Aldrich was reassigned overseas in September 1962 as commander of the 57th Weather Reconnaissance Squadron, then based at Avalon Airfield, Victoria, Australia, making him the only U.S. Air Force base commander in Australia, and the only base commander in the Air Weather Service. He returned to the United States in September 1965 and was again assigned to Maxwell Air Force Base, where he served on the staff of the Air Command and Staff College as chief of the Military Employment Division and deputy director of Curriculum. In July 1968 he started a one-year tour as director of war plans, Military Airlift Command, Scott Air Force Base, Illinois.

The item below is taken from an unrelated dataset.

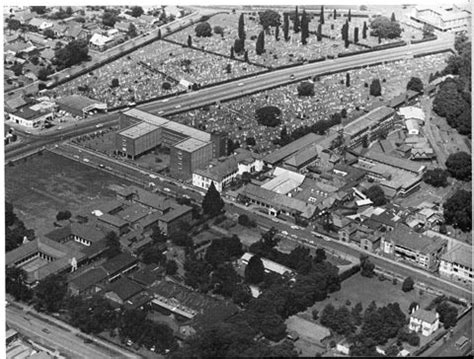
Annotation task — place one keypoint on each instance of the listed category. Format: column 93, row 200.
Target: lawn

Aldrich was named vice commander of the 9th Weather Reconnaissance Wing at McClellan Air Force Base, California, in July 1969 and, in November, assumed command of that organization. In July 1970 Aldrich was named vice commander of the Air Weather Service and again returned to Scott Air Force Base. In June 1971 he became commander of United States Forces, Azores, and commander of the 1605th Air Base Wing, Lajes Field, Azores. Aldrich assumed command of the Air Weather Service at Scott Air Force Base in July 1973. Air Weather Service is a technical service of the Military Airlift Command. Aldrich began duties as deputy chief of staff for plans, Military Airlift Command, at Scott Air Force Base, in February 1974. He served in that position until August 1975, when he assumed command of the Twenty-second Air Force.

Aldrich is a command pilot with more than 8,000 hours of flying. His military awards and decorations include the Legion of Merit with oak leaf cluster, Meritorious Service Medal with oak leaf cluster, Joint Service Commendation Medal, Air Force Commendation Medal, Army Commendation Medal, Distinguished Unit Citation, and the Medal of Military Merit of First Class (from the Government of the Portuguese Republic). Aldrich was promoted to the grade of major general April 24, 1974, with date of rank July 1, 1971. He retired on April 1, 1978. He died on September 13, 2019, aged 95.